Re: [PATCH] fhandle: fix UAF due to unlocked ->mnt_ns read in may_decode_fh()

From: Al Viro

Date: Wed Jun 03 2026 - 14:42:33 EST


On Wed, Jun 03, 2026 at 08:23:44PM +0200, Jann Horn wrote:
> On Wed, Jun 3, 2026 at 8:15 PM Al Viro <viro@xxxxxxxxxxxxxxxxxx> wrote:
> > On Wed, Jun 03, 2026 at 07:38:06PM +0200, Jann Horn wrote:
> > > Fix it by taking rcu_read_lock() around the mount::mnt_ns access, like
> > > in __prepend_path().
> >
> > > + /*
> > > + * Containing namespace.
> > > + * Normally protected by namespace_sem, but there are also lockless
> > > + * readers (which must use RCU to guard against the namespace being
> > > + * freed).
> > > + */
> > > + struct mnt_namespace *mnt_ns;
> >
> > Umm... It's somewhat subtle - at the very least you need to explain why
> > there will be an RCU delay between umount_tree() clearing that and
> > having the sucker freed.
>
> I guess I could write something like this instead, to make it clear
> that this basically follows normal RCU rules, except that this code
> isn't actually using RCU markings and accessors?
>
> "This is like an __rcu pointer which is protected by RCU and
> namespace_sem; however, because most accesses happen under
> namespace_sem, it is not marked as __rcu, and RCU access is done with
> READ_ONCE()."
>
> Or we could put __rcu on this pointer, and annotate all the locked
> accesses with rcu_dereference_protected(...,
> lockdep_is_held(&namespace_lock)), but I guess you'd probably prefer
> to not do that?

Not the point... What I'm talking about is the reason why RCU access
to ->mnt_ns is valid in the first place - prompt freeing of namespace
instances *is* possible; we do have a guaranteed RCU delay between
zeroing ->mnt_ns and having the instance it pointed to freed, but it's
not instantly obvious where to look for it.

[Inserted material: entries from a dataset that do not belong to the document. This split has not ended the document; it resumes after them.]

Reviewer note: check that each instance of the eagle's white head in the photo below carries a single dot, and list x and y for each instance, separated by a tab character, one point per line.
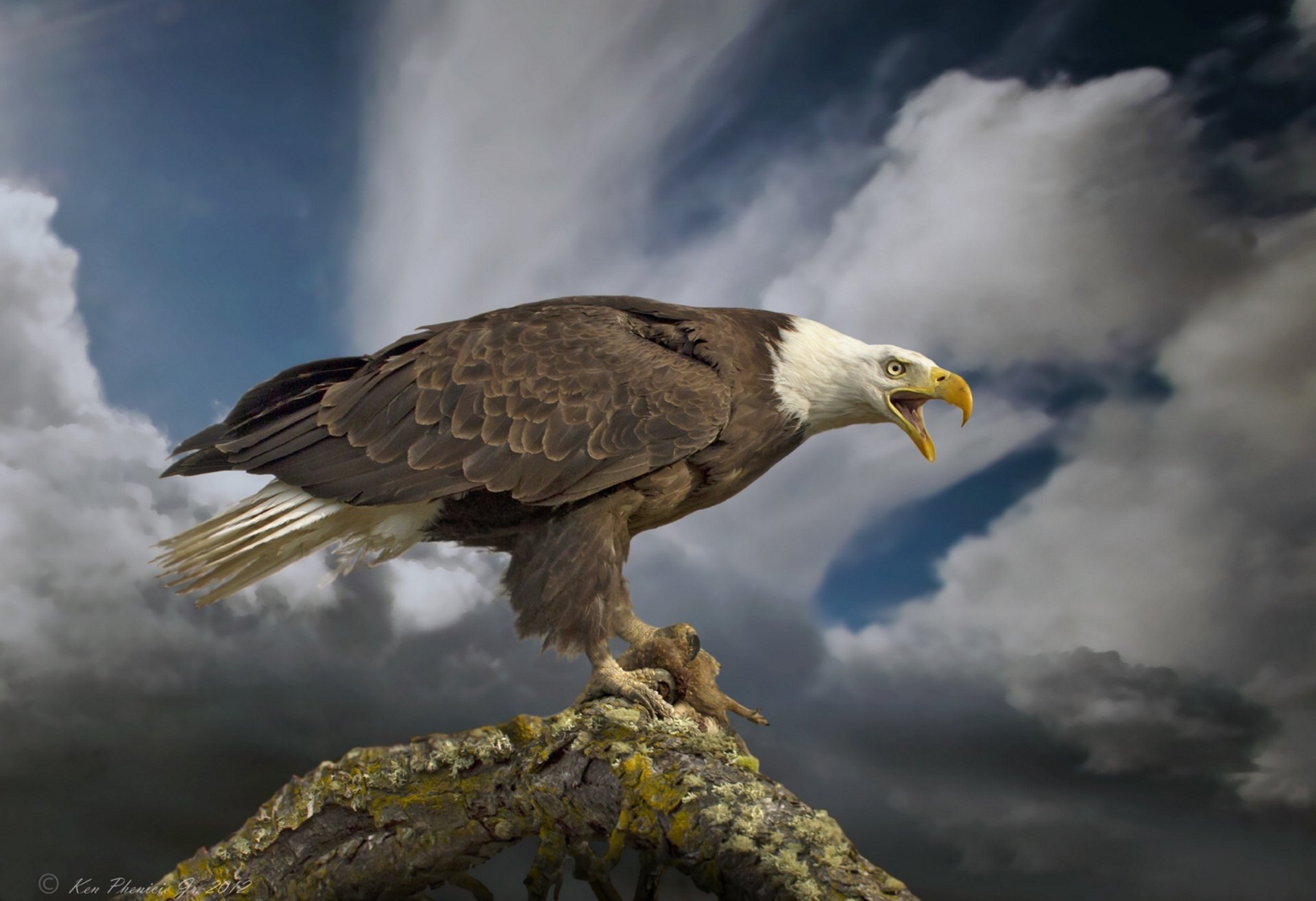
827	380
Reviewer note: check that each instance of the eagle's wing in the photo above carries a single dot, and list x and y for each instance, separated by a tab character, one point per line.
550	403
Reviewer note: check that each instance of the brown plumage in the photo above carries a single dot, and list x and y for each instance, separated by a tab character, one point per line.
553	431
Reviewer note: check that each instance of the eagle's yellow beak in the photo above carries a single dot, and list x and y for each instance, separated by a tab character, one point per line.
907	406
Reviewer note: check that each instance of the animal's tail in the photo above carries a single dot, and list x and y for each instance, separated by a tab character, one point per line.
278	526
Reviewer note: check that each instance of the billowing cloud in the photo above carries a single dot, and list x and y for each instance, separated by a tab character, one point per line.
1178	533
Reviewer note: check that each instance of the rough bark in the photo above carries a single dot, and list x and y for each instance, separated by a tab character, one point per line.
393	821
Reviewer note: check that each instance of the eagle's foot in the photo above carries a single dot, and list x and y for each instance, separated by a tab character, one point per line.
675	650
611	680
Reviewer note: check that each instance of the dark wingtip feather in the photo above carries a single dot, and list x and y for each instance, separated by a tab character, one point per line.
206	437
207	460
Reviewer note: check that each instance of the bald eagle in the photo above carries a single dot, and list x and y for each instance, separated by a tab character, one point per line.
552	431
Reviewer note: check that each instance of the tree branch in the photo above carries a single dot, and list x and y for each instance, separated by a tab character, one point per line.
390	822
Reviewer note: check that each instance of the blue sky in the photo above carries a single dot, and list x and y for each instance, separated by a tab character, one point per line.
1025	667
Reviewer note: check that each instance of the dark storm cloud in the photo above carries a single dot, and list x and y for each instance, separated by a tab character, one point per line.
1134	718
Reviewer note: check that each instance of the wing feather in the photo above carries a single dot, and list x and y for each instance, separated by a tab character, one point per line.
549	402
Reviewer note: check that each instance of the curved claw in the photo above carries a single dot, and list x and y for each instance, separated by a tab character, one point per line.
632	685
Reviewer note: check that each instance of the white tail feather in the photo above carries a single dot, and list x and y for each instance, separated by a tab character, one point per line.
278	526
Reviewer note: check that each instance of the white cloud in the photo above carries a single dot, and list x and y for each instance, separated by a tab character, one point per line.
83	505
506	145
1018	226
1180	531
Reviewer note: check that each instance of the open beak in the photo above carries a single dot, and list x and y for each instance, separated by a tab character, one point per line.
907	406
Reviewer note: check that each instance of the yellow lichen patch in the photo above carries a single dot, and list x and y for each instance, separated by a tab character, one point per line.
522	730
746	762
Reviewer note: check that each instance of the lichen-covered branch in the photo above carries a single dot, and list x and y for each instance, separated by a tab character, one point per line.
393	821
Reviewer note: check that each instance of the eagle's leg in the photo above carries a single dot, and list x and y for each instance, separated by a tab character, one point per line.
565	584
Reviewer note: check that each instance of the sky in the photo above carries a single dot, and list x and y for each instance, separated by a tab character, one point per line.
1073	656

Basically, the store that cleared ->mnt_ns has been done in namespace_sem
scope and that scope is either no later than the scope in put_mnt_ns()
that has dropped the active refcount of ns to zero. At the beginning
of that scope in put_mnt_ns() we are guaranteed to have the passive
refcount positive. Dropping the passive reference happens after an
rcu delay started in later in the same namespace_sem scope and namespace
is not freed until the passive refcount reaches zero.